Related Work & Insights¶
- vs. IFEval / FollowBench: These benchmarks focus on instruction following at the format/style level (e.g., "answer in under 100 words"), whereas RuleArena focuses on the ability to follow rules as reasoning constraints, which is far more complex than stylistic constraints.

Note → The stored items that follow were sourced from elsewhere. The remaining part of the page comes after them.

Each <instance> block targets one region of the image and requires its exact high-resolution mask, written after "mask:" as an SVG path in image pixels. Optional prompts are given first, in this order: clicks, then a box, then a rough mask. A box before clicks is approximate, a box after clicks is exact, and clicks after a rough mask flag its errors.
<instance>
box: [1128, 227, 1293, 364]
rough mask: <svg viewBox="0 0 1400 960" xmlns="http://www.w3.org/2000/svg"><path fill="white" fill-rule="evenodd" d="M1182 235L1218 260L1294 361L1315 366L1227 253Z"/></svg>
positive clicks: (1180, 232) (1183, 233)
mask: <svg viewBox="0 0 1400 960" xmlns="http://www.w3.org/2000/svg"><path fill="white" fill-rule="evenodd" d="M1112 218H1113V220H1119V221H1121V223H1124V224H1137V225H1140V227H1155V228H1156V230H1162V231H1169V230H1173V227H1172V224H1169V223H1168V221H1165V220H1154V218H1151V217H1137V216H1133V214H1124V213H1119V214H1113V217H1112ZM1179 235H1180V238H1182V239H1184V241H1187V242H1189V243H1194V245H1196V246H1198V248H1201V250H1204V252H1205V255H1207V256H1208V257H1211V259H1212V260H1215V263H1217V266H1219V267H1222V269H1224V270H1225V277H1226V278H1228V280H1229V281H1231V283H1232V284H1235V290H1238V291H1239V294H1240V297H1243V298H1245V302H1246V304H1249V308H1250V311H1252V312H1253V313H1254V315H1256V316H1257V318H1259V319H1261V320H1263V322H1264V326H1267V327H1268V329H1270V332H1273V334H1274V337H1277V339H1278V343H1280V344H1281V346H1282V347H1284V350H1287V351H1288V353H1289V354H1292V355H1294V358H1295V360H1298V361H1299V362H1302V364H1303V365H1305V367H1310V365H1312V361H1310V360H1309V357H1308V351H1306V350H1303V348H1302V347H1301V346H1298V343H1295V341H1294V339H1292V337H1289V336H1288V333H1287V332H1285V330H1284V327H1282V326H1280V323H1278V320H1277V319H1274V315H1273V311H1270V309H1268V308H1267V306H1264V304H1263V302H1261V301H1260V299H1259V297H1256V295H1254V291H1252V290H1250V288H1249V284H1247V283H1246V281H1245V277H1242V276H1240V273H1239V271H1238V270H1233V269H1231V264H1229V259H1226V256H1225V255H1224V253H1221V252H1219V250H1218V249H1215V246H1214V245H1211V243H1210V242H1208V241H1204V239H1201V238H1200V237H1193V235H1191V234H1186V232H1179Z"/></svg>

- vs. FOLIO / RuleBench: These benchmarks are based on first-order logic or formal rule representations, whereas rules in RuleArena are presented in natural language, representing real-world complexities like implicit conditions, tabular information, and multi-step calculations.
- vs. GSM8K / MATH: Mathematical reasoning benchmarks focus on calculation ability itself, whereas the main challenge of RuleArena lies in identifying and composing the correct rules from a large pool, with calculations being only the final step.
Related Work & Insights¶
- The "rule recall" challenge exposed by this benchmark is highly related to retrieval accuracy issues in the RAG domain. Future work can explore architectures that decouple rule retrieval from LLM reasoning.
- The design concept of fine-grained evaluation metrics can be borrowed by benchmarks for other structured reasoning tasks.
- The effectiveness of tool augmentation suggests that for rule-intensive tasks, a hybrid system combining LLMs with symbolic reasoners might be a more reliable solution.
Rating¶
- Novelty: ⭐⭐⭐⭐ The real-world scenarios and fine-grained rule evaluation are highlights, though the methodological innovation is relatively limited as a benchmark paper.
- Experimental Thoroughness: ⭐⭐⭐⭐⭐ Extremely thorough analysis with 6 models × 3 domains × 3 difficulty levels × multiple ablations.
- Writing Quality: ⭐⭐⭐⭐ Clearly structured and well-organized analysis, though some tables have highly dense data.
- Value: ⭐⭐⭐⭐ Provides direct cautionary insights for deploying LLMs in high-risk scenarios, and the evaluation metric system holds significant reference value.